Osteopenia and osteoporosis are surprisingly similar maladies. In osteoporosis, the bone mass decreases and makes them less dense. Because they're less dense, they're more subject to fractures caused by events that wouldn't normally cause fractures. A fall that a person would normally get up from with no trouble can break a hip. Even bending to make up a bed can cause a fracture in the spine. The most diabolical thing about osteoporosis is that its early symptoms are silent, which means they cause no pain or discomfort. When the disease does start causing symptoms, it's fairly far advanced.

The good news about osteoporosis is that it can be prevented, and if it can't be prevented, it can be delayed. The disease is especially prevalent among postmenopausal women.

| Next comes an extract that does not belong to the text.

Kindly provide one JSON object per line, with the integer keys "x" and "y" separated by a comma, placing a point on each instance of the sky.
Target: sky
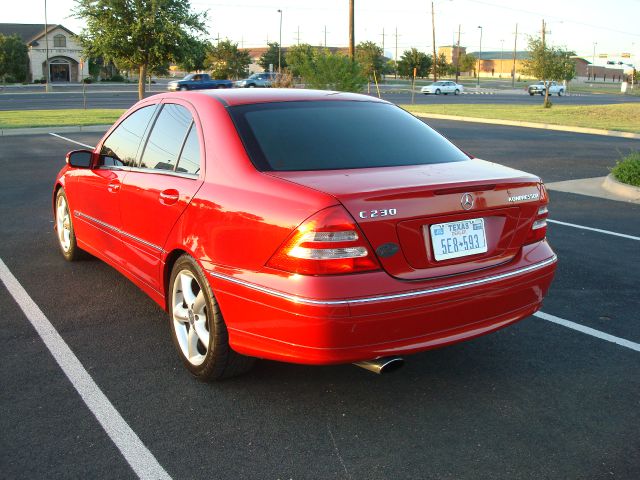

If the woman is at risk for osteoporosis, her doctor can recommend estrogen replacement therapy. The woman can also greatly increase her intake of calcium. Many American women get only about 500 mg of calcium every day when they should be getting twice to three times that much. Calcium can be had through dairy products and leafy green vegetables and fish. A woman who's at risk for osteoporosis should also make sure she gets enough Vitamin D. Weight-bearing exercise is also an excellent way to strengthen the bones.

Osteoporosis

A patient who's at risk for osteoporosis also shouldn't smoke or drink an excessive amount of alcohol.

Most patients are diagnosed with osteoporosis when they're in middle age or early old age. Pain caused from fractures can cause immediate and excruciating pain, but crush fractures in the spine might not. The person might only be able to tell that there might have been a crush fracture because the patient has actually become shorter than they were or they have a curvature in their spine that wasn't there before. It's not unusual for osteoporosis to be found through an X-ray taken for another problem.

People who are already afflicted with osteoporosis can guard against falls by installing carpeting or sturdy mats over slippery floors and hand rails in shower stalls and above bathtubs. Entrances and rooms in a home should also be on the same level without door saddles or thresholds.

Osteopenia is simply a term that lets the patient know that her bone mass density or BMD is low. The term was coined by the World Health Organization. A patient takes a bone density test or DXA scan and receives a T score. If the patient's score falls between -1 and - 2.5, he or she has osteopenia. The score can help the patient and the doctor devise ways to treat the patient's low BMD so that it doesn't progress to the more dangerous osteoporosis.